In fact, many of the above concepts are rooted in Islamic teaching; Islam talks not only of the relationship between Allah and man, and between peoples, but also provides guidelines on how to deal with our environment and natural resources in a better way. Man’s mission is to improve things or, in a worst-case scenario, to maintain things as they are. From an environmental perspective, this is the idea of quality of life.

Allah made man a custodian of the earth. So man has a responsibility to ensure that the earth develops and prospers, or in other terms, achieves sustainable development. This cannot happen through extravagance and unsustainable production, consumption and pollution.

It is required that man should work towards the conservation of the earth, ensuring sustainability of natural resources for future generations. He must not be extravagant in consumption, whether of food, cloth or natural resources. As cited in the Quran: Eat and drink of that which Allah has provided and do not act corruptly, making mischief on the earth — Al Baqarah, 60.

In short, to be a Muslim is to pray (worship) and to be a custodian (to develop earth). This is very clear in literature on the fundamentals of Islam.

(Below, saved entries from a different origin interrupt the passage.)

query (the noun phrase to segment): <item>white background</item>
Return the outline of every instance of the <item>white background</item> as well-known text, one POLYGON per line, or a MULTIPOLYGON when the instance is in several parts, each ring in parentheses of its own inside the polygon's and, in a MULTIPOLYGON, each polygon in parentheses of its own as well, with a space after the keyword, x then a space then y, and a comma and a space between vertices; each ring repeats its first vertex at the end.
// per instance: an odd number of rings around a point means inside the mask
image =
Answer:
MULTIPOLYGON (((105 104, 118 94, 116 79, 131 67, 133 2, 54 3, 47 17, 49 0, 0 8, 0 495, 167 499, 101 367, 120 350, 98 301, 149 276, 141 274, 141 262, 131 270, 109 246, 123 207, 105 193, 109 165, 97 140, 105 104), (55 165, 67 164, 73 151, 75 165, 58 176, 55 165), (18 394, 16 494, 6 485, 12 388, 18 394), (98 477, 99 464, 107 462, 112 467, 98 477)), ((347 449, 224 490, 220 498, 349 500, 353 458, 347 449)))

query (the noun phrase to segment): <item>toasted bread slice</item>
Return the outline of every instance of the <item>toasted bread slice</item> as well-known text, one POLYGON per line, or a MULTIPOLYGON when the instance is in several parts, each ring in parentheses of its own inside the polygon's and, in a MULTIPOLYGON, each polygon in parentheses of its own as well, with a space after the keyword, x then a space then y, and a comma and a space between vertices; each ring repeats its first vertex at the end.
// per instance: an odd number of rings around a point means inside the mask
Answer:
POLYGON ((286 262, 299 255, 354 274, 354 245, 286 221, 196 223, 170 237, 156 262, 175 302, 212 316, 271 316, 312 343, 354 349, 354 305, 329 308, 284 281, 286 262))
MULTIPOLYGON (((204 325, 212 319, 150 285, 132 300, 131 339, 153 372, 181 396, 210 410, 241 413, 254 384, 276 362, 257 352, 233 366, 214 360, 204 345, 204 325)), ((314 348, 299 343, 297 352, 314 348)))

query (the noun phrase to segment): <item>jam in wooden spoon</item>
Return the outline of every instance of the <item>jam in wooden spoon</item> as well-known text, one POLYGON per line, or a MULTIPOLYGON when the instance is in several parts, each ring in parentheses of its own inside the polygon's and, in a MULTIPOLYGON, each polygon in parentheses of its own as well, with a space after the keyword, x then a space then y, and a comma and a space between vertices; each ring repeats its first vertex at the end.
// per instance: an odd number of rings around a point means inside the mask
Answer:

Fasting is an essential component of the faith for any Muslim and the third pillar of Islam. The Quran states that Allah does not like those who waste by extravagance, O Children of Adam! Take your adornment (by wearing your clean clothes), while praying and going round (the Tawâf of) the Kabah, and eat and drink but waste not by extravagance, certainly He (Allah) likes not Al Musrifûn (those who waste by extravagance) — AlAraf, 31.

On the contrary, Ramadan in many ways is becoming a month of over-sonsumption, especially of food products! Thus, it is important not to waste food during iftar. Adopting an eco-friendly lifestyle during the month is not only a social and environmental responsibility, but a religious duty.

Besides, it is important to conserve water and electricity and change shopping habits by buying products which are eco-friendly. Reduce your carbon footprint and use a car pool if possible, reuse products, recycle, and reduce the use of plastic bags and products.

By following an environmentally-conscious lifestyle, we will be able to ensure that the ecological balance created by Allah — And the heaven: He has raised it high, and He has set up the balance — Al Rahman: 7 — is not disturbed and thus we guarantee our mankind sustainability. He has created everything, and has measured it exactly according to its due measurements — Al Furkan: 2.

It is worth mentioning that, the idea of Alzohd or ‘enough’ in Islam seeks that man should live lightly on earth, consume in a responsible way and conserve precious natural resources. This concept was coined recently as ‘degrowth’ which is one of the schools of green economy.

Attitudes must shift towards responsible consumption besides respecting, obeying and applying Islamic teaching. It means achieving financial benefits as well as responsible consumption saves money and extravagance wastes it.


Dr Mohammad Abdel Raouf is an independent environmental researcher.